Respondent: Yes. Nothing is possible when you do not have a strong connection. (FGD with MSAM women)
Human resource scarcity
Officials and managers stated that the nexus was even stronger in a setting of very limited human resources. For example, one district official explained that he was not in a position to punish a doctor who violated policies in the understaffed hospital. Providers in such contexts are in a strong negotiating position. A District Program Manager from Azamgarh elaborated more fully:
We cannot take direct action against the staff, as the number of staff is already less than what we require. If we did [take action], the services which are available today would not be available tomorrow. They have built up a strong nexus among themselves. We cannot take any action against any of them; if they are suspended for even two three days then we won’t be able to provide even basic facilities to our clients. We could have taken action only if there were a good number of doctors available there. (IDI with District Program Manager)

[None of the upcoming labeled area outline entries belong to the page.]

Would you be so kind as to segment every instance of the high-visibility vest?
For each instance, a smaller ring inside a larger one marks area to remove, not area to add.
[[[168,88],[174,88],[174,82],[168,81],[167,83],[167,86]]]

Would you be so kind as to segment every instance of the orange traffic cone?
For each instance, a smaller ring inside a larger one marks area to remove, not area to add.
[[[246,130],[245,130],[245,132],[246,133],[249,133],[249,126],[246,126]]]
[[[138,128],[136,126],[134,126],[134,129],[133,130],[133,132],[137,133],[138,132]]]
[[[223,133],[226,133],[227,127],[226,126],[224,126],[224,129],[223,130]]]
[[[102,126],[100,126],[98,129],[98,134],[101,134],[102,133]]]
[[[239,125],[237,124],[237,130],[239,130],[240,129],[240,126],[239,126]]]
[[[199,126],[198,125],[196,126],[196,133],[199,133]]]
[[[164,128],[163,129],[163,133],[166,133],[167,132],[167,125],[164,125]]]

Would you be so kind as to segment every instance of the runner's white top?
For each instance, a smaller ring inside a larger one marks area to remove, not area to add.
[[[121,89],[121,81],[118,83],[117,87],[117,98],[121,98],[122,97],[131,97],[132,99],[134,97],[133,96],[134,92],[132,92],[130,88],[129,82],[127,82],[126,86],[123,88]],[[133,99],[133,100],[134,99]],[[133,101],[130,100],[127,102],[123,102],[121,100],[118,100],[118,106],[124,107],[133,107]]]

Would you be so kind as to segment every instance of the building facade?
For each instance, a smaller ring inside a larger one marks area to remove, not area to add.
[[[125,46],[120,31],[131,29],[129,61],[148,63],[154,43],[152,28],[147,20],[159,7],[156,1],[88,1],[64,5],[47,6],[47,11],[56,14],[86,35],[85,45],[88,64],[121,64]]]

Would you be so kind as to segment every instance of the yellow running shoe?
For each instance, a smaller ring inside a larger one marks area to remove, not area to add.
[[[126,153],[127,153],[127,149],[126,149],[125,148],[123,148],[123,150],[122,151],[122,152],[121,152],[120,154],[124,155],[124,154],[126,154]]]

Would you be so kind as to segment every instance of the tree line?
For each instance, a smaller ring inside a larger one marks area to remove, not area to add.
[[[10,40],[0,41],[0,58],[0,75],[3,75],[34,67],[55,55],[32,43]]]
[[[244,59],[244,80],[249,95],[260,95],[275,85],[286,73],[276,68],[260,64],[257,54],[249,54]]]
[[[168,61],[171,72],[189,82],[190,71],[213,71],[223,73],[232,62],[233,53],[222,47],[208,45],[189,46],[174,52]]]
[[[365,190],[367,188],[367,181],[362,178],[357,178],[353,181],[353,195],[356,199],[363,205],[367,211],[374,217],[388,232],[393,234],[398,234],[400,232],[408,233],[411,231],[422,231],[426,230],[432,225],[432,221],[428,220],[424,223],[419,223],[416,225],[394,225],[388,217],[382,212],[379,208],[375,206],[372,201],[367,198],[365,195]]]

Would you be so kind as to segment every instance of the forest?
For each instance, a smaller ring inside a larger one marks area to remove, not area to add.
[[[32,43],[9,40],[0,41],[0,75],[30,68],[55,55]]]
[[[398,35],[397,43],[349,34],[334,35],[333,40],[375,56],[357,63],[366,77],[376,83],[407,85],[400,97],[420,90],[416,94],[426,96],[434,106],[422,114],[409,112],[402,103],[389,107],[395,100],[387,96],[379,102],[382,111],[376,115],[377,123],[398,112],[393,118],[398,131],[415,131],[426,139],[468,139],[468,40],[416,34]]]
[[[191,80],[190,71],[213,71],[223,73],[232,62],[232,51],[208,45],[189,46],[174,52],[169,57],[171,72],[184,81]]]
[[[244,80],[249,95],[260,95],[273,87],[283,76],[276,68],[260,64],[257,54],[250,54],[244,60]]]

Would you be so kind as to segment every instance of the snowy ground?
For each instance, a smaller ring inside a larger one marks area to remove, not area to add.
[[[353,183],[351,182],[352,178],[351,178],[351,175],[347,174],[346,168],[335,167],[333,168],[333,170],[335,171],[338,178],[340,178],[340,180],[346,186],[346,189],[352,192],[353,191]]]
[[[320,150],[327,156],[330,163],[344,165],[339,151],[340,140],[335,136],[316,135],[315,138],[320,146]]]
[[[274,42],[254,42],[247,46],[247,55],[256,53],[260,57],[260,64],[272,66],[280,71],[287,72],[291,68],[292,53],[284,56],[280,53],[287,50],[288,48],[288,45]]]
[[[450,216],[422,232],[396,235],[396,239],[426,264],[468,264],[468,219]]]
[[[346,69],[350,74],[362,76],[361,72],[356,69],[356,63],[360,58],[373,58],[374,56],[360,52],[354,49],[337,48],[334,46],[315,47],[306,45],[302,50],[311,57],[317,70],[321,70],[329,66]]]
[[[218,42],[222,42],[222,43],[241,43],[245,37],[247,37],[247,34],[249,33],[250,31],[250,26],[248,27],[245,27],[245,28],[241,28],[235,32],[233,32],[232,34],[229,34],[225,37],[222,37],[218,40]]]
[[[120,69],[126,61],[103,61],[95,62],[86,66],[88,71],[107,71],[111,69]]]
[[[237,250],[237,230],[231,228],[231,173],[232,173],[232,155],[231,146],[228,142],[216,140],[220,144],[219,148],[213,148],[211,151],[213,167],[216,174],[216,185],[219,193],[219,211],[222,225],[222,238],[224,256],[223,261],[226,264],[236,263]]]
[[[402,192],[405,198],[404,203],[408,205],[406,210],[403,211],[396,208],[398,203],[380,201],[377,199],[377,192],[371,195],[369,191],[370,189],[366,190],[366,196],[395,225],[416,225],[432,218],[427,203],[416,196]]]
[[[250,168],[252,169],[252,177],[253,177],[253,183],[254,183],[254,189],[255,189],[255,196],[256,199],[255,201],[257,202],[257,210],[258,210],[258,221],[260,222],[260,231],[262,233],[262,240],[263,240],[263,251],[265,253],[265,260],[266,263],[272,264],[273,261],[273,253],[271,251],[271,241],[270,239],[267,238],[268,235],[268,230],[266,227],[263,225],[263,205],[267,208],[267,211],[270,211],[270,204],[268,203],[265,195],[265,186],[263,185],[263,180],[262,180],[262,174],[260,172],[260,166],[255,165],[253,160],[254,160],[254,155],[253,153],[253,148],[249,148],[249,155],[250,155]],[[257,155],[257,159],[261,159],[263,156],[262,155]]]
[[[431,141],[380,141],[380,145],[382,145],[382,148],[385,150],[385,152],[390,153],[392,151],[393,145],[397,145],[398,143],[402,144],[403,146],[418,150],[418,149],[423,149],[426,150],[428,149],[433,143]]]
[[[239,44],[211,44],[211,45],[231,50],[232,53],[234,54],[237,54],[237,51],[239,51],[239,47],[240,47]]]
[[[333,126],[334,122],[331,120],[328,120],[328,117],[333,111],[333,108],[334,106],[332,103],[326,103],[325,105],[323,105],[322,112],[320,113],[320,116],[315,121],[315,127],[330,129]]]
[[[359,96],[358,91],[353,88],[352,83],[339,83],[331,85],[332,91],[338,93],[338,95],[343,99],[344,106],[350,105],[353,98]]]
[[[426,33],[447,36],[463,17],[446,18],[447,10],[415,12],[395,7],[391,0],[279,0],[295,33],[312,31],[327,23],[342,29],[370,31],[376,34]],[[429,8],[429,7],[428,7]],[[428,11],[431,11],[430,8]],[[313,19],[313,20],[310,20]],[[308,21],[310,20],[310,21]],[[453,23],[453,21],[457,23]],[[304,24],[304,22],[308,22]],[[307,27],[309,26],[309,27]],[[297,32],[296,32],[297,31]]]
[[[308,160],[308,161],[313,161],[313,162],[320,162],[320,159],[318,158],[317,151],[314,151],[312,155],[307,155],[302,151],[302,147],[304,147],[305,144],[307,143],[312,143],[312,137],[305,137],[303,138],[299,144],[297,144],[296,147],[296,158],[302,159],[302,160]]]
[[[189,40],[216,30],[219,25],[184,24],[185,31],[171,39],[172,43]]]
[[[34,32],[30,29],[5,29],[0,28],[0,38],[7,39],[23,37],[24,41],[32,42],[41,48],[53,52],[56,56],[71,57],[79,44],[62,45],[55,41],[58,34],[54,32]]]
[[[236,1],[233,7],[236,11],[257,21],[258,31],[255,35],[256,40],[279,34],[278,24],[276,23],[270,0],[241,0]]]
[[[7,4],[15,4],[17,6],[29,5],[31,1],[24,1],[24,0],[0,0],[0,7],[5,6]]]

While there was widespread agreement among different types of interviewees and FGD participants that a nexus existed and that this nexus nurtured informal payments, we interpret manager explanations of why they were unable to address informal payments with some skepticism. SAHAYOG and CBO staff speculated that managers try to attribute informal payments solely to lower level staff in order obscure their own role in it. Some managers may benefit from informal payments indirectly or directly, or they may engage in their own corruption that health providers know about, so they do not dare to stop frontline providers. A limited number of managers substantiated this view, as they explained that demands for informal payments at the point of service was a visible form of corruption that patients saw, but that it was the last link a long chain of corruption. Informal discussions during participant observation confirmed this view. Providers noted that there was corrupt behavior throughout the system; demands for informal payments were among the more visible manifestations of corruption.
Overlapping private interests of pharmaceuticals and providers
The nexus also applied to the prescription of medicines from outside pharmacies, which was one of the most ubiquitous forms of informal payments. To decrease patient opposition to purchasing these drugs, it appears that providers fed widespread myths that government-supplied generic medicines are of poorer quality and less effective. MSAM members and families of patients encountered during the participant observation reported that they were willing to purchase ‘quality’ medicine from the outside. While we did not explore this angle in our research, recent research in India suggests that pharmaceutical companies also propagate this false narrative, while independent testing reveals that government supplied generics are of comparable quality to branded medications [
63].
Differences in regional development and individual influence on the project
The findings regarding regional differences and individual influence are intuitive, so we do not describe them in-depth here. The key point is that there were regional differences in project uptake and buy-in, with the more geographically remote district seeing less impact. Finally, some successes in reducing demands for informal payments were partly attributable to individual people, both within the CBO and the Indian Administrative Service, the professionalized bureaucracy of India.